Funds were awarded through NOAA’s Northern Gulf of Mexico Hypoxia and Ecosystems Research Program.
“A better understanding of the underlying causes of the dead zone is essential for predicting its effect on the Gulf fisheries and the region,” said retired Navy Vice Adm. Conrad C. Lautenbacher, Ph.D., under secretary of commerce for oceans and atmosphere and NOAA administrator. “The goal of this research is to help develop a range of options that coastal and upriver resource managers can use to prevent and reduce nutrient pollution that contributes to the dead zone.”
This project will provide data to verify water quality models and help resource managers determine the quantitative relationships between nutrient pollution and development, magnitude, longevity, and distribution of the dead zone. Findings will also support the development of more accurate predictive models of hypoxia development on the Louisiana continental shelf.
The dead zone is an area in the Gulf of Mexico where seasonal oxygen levels drop too low to support most life in bottom and near-bottom waters. It is caused by a seasonal change where algal growth, stimulated by input of nutrients such as nitrogen and phosphorus from the Mississippi and Atchafalaya rivers, settles and decays in the bottom waters. The decaying algae consume oxygen faster than it can be replenished from the surface, leading to decreased levels of dissolved oxygen.
This past summer off the coast of Louisiana and Texas, an area of deep water covering 7,900 square miles was declared hypoxic. It is the third largest Gulf of Mexico dead zone on record since measurements began in 1985, and represents an area approximately the size of the state of New Jersey. Also, it is more than one and a half times the average annual dead zone area measured since 1990, 4,800 square miles. The largest dead zone ever recorded covered 8,494 square miles in 2002.
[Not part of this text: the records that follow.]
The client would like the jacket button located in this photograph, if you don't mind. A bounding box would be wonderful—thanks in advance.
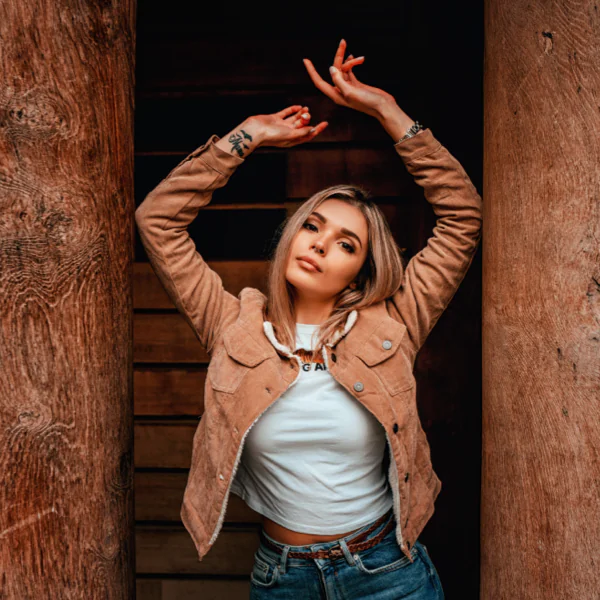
[331,353,337,362]
[405,472,409,482]
[382,340,393,350]
[393,423,399,433]
[353,382,364,392]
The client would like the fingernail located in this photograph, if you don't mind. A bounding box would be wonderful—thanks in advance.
[310,128,316,133]
[329,66,337,74]
[302,113,309,119]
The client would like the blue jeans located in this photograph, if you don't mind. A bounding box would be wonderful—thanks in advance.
[249,510,445,599]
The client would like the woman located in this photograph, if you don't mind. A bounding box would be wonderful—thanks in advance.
[136,39,482,599]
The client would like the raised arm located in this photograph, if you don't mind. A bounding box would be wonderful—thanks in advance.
[135,108,328,354]
[304,40,483,357]
[384,115,483,356]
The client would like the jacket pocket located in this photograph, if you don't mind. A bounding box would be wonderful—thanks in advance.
[207,321,272,394]
[355,318,415,396]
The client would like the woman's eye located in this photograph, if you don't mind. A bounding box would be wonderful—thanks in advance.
[303,222,354,253]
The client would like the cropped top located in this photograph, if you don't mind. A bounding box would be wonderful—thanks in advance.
[230,322,393,534]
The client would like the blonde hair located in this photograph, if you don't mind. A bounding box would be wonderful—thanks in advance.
[264,184,407,362]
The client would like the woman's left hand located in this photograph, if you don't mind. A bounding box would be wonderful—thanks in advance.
[303,39,396,119]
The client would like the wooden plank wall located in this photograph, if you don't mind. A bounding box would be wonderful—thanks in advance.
[134,3,483,599]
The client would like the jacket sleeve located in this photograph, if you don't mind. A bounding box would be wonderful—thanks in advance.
[387,128,483,356]
[135,134,245,354]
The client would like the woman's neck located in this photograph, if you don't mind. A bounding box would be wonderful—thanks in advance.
[294,302,334,326]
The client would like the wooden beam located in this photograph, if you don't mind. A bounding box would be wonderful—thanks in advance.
[0,1,136,597]
[482,0,600,596]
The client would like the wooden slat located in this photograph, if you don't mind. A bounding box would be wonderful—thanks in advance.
[135,420,197,469]
[136,578,250,600]
[134,314,207,363]
[135,472,260,523]
[134,367,207,416]
[136,525,259,575]
[287,147,418,198]
[134,260,269,310]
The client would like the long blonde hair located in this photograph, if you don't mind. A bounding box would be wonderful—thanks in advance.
[265,184,407,362]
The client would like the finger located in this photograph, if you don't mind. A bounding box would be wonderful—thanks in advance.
[303,58,349,107]
[333,38,347,71]
[309,121,329,136]
[290,121,329,145]
[341,56,364,71]
[291,107,311,127]
[329,65,352,97]
[342,57,361,85]
[277,105,303,118]
[293,111,311,127]
[341,53,353,82]
[284,106,307,121]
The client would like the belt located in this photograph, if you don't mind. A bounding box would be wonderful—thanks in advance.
[259,508,395,560]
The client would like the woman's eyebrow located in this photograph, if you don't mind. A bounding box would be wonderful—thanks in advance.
[310,211,363,249]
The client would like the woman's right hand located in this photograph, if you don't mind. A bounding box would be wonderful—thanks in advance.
[245,105,329,148]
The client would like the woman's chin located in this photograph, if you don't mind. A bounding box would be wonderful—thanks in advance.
[286,274,321,293]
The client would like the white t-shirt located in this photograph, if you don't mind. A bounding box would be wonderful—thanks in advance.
[230,322,393,534]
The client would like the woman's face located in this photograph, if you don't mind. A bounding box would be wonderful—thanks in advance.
[285,198,369,301]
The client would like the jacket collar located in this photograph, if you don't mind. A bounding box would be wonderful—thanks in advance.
[262,309,358,359]
[223,288,407,366]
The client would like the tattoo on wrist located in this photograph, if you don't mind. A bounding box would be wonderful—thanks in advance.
[228,129,253,157]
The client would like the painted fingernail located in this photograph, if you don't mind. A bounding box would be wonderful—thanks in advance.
[310,128,316,133]
[329,66,337,74]
[302,113,309,119]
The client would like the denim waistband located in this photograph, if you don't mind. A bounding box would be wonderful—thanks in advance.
[258,507,395,569]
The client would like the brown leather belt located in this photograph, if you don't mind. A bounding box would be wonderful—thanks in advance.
[259,508,395,560]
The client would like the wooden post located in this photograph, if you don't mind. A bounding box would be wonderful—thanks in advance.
[482,1,599,597]
[0,2,136,597]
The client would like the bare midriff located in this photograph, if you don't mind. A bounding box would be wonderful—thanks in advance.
[261,515,364,545]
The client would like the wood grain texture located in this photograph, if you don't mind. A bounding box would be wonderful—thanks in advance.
[136,525,260,574]
[0,1,136,598]
[137,578,251,600]
[482,0,600,597]
[135,472,259,522]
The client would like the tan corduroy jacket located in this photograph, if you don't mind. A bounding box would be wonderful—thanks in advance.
[134,127,483,564]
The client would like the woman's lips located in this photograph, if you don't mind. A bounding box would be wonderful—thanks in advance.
[297,258,321,273]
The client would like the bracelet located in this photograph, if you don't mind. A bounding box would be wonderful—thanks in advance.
[395,120,424,144]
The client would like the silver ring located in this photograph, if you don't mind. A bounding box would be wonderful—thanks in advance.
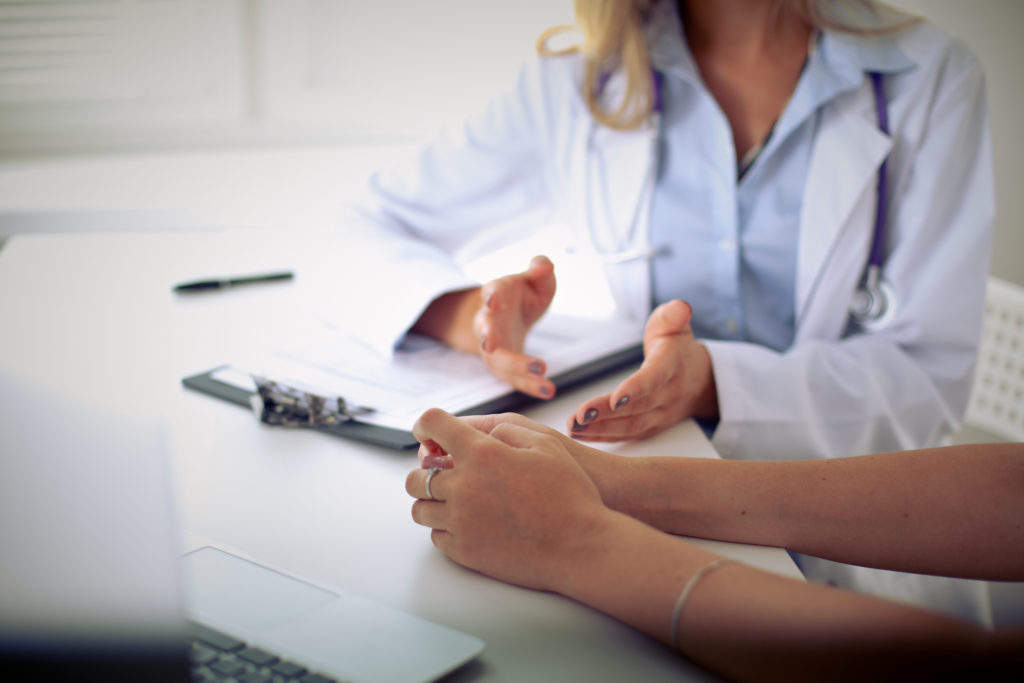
[424,466,441,501]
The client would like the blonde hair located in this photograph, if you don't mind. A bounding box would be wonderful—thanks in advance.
[538,0,917,131]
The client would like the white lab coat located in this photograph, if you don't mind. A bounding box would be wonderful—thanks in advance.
[332,19,995,620]
[339,19,993,462]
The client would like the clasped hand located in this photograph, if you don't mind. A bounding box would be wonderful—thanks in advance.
[405,409,616,593]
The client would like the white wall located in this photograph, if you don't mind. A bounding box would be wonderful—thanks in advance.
[0,0,575,156]
[0,0,1020,290]
[0,0,574,235]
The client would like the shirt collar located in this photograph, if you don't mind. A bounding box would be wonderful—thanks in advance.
[820,29,916,78]
[786,29,915,127]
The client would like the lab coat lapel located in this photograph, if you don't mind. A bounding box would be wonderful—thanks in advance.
[796,87,892,341]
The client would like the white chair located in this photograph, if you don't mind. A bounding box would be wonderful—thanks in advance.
[963,276,1024,442]
[960,276,1024,628]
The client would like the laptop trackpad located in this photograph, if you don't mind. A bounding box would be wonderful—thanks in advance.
[181,546,484,682]
[182,546,337,634]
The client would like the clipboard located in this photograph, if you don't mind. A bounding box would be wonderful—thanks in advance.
[182,342,642,450]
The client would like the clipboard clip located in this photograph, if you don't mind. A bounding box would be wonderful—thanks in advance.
[250,376,374,428]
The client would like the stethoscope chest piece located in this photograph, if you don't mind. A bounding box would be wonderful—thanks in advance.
[849,268,897,330]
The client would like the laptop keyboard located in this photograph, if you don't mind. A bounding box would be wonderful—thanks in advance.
[189,622,340,683]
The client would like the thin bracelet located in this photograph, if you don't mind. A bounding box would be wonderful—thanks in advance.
[669,558,736,650]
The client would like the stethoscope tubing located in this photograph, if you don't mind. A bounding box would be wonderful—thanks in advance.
[868,71,889,271]
[585,67,894,325]
[850,71,896,328]
[582,70,664,261]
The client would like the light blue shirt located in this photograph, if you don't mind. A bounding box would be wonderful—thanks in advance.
[647,11,875,351]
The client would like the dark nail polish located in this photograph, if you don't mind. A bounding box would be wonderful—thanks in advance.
[615,396,630,410]
[539,384,552,397]
[528,361,544,376]
[583,408,598,423]
[571,419,586,432]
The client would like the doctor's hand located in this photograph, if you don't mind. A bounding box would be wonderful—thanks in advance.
[405,408,613,593]
[567,300,718,442]
[410,256,556,399]
[476,255,557,399]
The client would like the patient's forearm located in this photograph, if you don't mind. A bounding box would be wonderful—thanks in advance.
[592,443,1024,580]
[561,509,1011,683]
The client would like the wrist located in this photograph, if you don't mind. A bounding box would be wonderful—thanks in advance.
[564,447,699,530]
[551,508,724,644]
[568,444,637,513]
[590,457,711,537]
[543,506,634,596]
[411,287,482,354]
[692,344,719,420]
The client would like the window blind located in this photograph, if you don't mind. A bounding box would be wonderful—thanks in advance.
[0,0,239,103]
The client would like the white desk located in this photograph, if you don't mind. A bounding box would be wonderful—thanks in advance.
[0,232,801,682]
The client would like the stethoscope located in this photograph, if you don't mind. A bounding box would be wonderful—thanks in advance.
[848,71,896,328]
[584,68,896,327]
[580,70,665,265]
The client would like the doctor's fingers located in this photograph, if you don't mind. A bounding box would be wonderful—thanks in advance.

The research program, managed by NOAA’s Center for Sponsored Coastal Ocean Research, seeks to provide resource managers with new tools, techniques, and information to make informed decisions, and assess alternative management strategies regarding hypoxia. Supported projects are leading to the development of a fundamental understanding of the northern Gulf of Mexico ecosystem, with a focus on the causes and effects of the hypoxic zone, and the prediction of its future extent and impacts on ecologically and commercially important living resources.
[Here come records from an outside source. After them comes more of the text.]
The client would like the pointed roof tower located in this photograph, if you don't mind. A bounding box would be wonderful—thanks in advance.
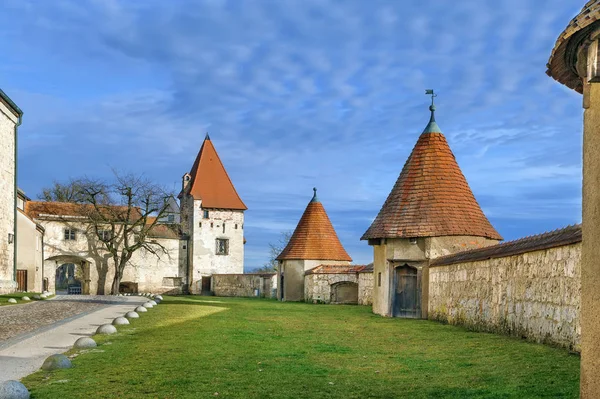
[184,134,247,210]
[362,92,502,241]
[277,188,352,261]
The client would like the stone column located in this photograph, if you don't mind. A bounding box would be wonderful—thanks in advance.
[581,79,600,398]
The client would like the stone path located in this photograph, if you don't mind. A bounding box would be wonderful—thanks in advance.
[0,296,126,342]
[0,295,147,382]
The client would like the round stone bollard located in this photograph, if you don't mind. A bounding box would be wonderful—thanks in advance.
[142,302,153,309]
[112,317,130,326]
[41,354,72,371]
[40,294,47,299]
[96,324,117,335]
[0,380,30,399]
[125,311,139,319]
[33,295,41,300]
[154,298,162,304]
[155,295,163,301]
[7,298,17,304]
[21,296,30,301]
[148,300,157,306]
[73,337,97,349]
[135,306,148,313]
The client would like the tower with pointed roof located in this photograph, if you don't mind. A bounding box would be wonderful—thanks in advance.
[179,134,247,294]
[362,93,502,318]
[276,188,352,301]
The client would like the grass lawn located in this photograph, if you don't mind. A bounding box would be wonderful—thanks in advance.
[22,296,579,398]
[0,292,43,305]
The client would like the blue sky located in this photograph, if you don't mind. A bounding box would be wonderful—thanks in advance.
[0,0,585,270]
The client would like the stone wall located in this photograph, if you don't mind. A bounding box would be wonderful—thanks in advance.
[358,272,373,305]
[305,273,359,303]
[429,242,581,350]
[0,100,17,294]
[212,273,276,298]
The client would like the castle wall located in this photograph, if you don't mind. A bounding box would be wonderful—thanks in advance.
[0,100,18,294]
[212,273,276,298]
[358,272,373,305]
[428,242,581,350]
[280,259,349,302]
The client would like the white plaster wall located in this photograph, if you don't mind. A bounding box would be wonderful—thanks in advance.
[16,211,43,292]
[428,243,581,350]
[0,101,17,293]
[188,199,245,293]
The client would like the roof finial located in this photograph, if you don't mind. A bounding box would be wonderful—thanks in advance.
[422,89,441,133]
[205,132,211,140]
[311,187,319,203]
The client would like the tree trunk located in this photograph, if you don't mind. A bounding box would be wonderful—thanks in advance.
[110,258,127,295]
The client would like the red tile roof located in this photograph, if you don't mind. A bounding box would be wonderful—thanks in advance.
[276,191,352,262]
[184,135,247,210]
[25,201,139,220]
[305,264,372,275]
[362,125,502,241]
[430,224,581,267]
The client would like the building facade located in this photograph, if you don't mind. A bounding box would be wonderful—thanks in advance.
[179,134,247,294]
[0,89,22,294]
[362,100,502,318]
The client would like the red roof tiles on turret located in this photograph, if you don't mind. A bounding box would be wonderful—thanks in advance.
[184,135,247,210]
[362,105,502,241]
[276,189,352,261]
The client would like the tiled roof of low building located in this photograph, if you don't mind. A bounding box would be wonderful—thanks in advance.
[305,264,372,275]
[147,223,181,239]
[25,201,138,220]
[547,0,600,93]
[362,103,502,241]
[430,224,581,267]
[183,134,247,210]
[276,188,352,262]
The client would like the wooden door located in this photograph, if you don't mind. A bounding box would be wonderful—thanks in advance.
[16,269,27,292]
[201,276,212,294]
[393,265,419,318]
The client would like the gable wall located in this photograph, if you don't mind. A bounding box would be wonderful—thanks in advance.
[0,101,17,293]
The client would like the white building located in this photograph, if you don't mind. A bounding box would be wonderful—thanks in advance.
[0,89,22,294]
[179,134,247,294]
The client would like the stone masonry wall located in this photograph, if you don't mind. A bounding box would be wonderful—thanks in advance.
[429,243,581,350]
[358,272,373,305]
[0,101,17,294]
[212,273,276,298]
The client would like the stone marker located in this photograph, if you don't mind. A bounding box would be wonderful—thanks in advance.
[125,311,139,319]
[154,298,162,304]
[21,296,30,301]
[7,298,17,304]
[135,306,148,313]
[142,302,153,309]
[96,324,117,335]
[148,300,157,306]
[73,337,97,349]
[33,295,41,300]
[0,380,30,399]
[155,295,163,301]
[41,354,72,371]
[40,294,47,299]
[112,317,130,326]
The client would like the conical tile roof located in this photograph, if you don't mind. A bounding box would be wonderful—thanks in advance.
[185,135,247,210]
[277,189,352,261]
[362,107,502,241]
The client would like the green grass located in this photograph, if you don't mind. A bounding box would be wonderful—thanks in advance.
[22,296,579,398]
[0,292,43,305]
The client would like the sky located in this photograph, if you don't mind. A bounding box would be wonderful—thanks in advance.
[0,0,586,271]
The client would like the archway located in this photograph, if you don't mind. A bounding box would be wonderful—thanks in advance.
[330,281,358,304]
[46,255,91,295]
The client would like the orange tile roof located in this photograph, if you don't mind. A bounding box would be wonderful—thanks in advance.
[305,264,372,275]
[362,115,502,241]
[277,190,352,261]
[184,135,247,210]
[25,201,140,220]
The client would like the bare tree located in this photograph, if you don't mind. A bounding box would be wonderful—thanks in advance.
[256,231,292,272]
[38,180,87,203]
[40,173,174,294]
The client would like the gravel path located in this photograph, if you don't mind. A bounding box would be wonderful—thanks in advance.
[0,295,131,342]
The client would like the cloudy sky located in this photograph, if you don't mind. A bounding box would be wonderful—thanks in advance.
[0,0,585,270]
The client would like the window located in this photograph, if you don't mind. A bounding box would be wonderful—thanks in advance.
[167,214,175,223]
[409,237,417,245]
[199,222,202,228]
[222,223,226,233]
[98,230,111,241]
[216,238,229,255]
[203,210,210,219]
[235,224,238,230]
[211,223,214,228]
[378,272,382,287]
[64,229,76,241]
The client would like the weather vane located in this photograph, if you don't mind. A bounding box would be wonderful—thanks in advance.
[425,89,437,106]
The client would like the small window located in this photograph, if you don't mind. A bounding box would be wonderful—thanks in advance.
[211,223,214,228]
[378,272,382,287]
[98,230,111,241]
[64,229,76,241]
[223,223,226,233]
[235,224,238,229]
[167,214,175,223]
[203,210,210,219]
[199,222,202,228]
[216,238,229,255]
[409,237,417,245]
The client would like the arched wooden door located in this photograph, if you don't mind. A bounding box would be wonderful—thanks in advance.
[393,265,419,318]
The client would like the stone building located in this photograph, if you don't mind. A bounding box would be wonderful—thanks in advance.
[276,188,352,301]
[304,264,373,305]
[16,189,44,292]
[179,134,247,294]
[361,99,502,318]
[0,89,22,294]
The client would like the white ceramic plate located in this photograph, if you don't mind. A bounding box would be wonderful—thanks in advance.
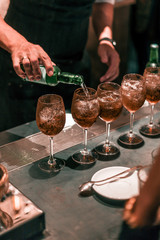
[91,166,139,201]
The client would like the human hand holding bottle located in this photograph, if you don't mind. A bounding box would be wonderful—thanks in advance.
[11,41,54,81]
[0,15,54,81]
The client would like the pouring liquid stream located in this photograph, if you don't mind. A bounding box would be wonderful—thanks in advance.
[81,82,90,97]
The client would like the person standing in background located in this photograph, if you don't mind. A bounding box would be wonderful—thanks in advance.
[0,0,120,132]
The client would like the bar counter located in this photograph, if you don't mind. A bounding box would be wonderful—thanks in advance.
[0,102,160,240]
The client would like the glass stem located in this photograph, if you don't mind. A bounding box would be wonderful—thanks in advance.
[149,104,154,126]
[105,122,110,147]
[48,137,56,166]
[83,128,88,154]
[129,112,134,136]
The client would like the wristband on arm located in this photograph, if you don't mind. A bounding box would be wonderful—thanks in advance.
[98,37,116,47]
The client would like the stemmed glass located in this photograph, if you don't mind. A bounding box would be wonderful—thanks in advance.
[139,67,160,137]
[36,94,66,172]
[95,82,123,156]
[118,73,146,147]
[71,87,100,164]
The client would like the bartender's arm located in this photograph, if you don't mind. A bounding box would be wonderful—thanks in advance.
[92,0,120,82]
[123,147,160,228]
[0,15,53,80]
In fiscal year 2007, the NOAA National Ocean Service, through the center, provided approximately $10 million in competitive grants to institutions of higher education, state, local and tribal governments, and other non-profit research institutions to assist NOAA in fulfilling its mission to study our coastal oceans.
In 2007 NOAA, an agency of the U.S. Commerce Department, celebrates 200 years of science and service to the nation. From the establishment of the Survey of the Coast in 1807 by Thomas Jefferson to the formation of the Weather Bureau and the Bureau of Commercial Fisheries in the 1870’s, much of America's scientific heritage is rooted in NOAA.
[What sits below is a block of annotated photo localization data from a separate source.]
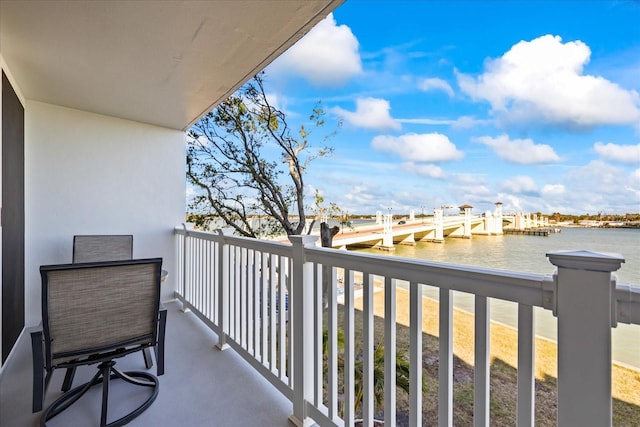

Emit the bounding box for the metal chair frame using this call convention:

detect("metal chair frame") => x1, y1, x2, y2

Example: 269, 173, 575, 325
32, 258, 166, 427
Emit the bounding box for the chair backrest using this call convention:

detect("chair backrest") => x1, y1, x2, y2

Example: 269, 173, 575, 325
72, 235, 133, 263
40, 258, 162, 366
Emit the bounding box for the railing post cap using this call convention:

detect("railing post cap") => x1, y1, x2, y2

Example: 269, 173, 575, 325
547, 250, 625, 272
288, 235, 319, 247
216, 227, 235, 236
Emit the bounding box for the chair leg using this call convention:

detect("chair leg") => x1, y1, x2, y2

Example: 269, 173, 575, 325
155, 307, 167, 376
62, 367, 76, 392
100, 362, 112, 427
41, 361, 159, 427
31, 330, 45, 413
142, 348, 153, 369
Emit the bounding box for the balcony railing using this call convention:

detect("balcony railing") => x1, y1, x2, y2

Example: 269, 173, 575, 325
174, 226, 640, 427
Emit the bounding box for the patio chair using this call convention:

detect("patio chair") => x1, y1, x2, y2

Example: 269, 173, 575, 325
66, 234, 162, 391
31, 258, 165, 426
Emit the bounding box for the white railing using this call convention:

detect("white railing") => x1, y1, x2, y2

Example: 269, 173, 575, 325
174, 226, 640, 427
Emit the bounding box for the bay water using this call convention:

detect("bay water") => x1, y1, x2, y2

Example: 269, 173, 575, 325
352, 227, 639, 368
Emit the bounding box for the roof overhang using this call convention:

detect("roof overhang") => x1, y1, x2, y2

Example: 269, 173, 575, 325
0, 0, 343, 130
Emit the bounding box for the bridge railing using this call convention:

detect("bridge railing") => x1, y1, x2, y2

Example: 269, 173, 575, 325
174, 226, 639, 427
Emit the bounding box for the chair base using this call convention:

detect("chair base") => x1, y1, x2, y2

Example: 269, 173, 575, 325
41, 360, 159, 427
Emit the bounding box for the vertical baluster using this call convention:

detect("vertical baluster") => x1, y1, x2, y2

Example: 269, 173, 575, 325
213, 241, 219, 324
362, 272, 374, 427
203, 240, 209, 319
253, 250, 259, 357
344, 269, 355, 426
328, 266, 338, 420
517, 304, 535, 427
261, 252, 269, 365
384, 277, 396, 426
190, 236, 196, 304
242, 247, 248, 348
191, 236, 196, 306
198, 238, 203, 312
228, 245, 235, 340
287, 257, 294, 387
410, 281, 423, 426
235, 246, 242, 341
247, 249, 254, 355
278, 256, 287, 379
269, 253, 277, 371
474, 295, 490, 427
314, 263, 323, 406
200, 239, 205, 317
209, 241, 220, 321
439, 288, 453, 427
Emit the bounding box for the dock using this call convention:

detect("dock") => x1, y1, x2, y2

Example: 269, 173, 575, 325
504, 229, 551, 236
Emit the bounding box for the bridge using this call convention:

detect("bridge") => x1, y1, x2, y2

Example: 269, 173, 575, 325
330, 205, 549, 250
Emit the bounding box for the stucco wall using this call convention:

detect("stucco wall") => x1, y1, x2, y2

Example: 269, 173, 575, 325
25, 101, 185, 325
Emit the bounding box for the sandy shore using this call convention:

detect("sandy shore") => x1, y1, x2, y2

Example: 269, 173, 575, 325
352, 284, 640, 407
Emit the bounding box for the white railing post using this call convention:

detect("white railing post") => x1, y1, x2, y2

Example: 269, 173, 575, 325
215, 228, 234, 351
289, 235, 319, 427
547, 250, 624, 427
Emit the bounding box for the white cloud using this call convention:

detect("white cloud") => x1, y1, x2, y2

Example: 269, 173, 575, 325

NOAA is dedicated to enhancing economic security and national safety through the prediction and research of weather and climate-related events and information service delivery for transportation, and by providing environmental stewardship of our nation's coastal and marine resources. Through the emerging Global Earth Observation System of Systems (GEOSS), NOAA is working with its federal partners, more than 70 countries and the European Commission to develop a global monitoring network that is as integrated as the planet it observes, predicts and protects.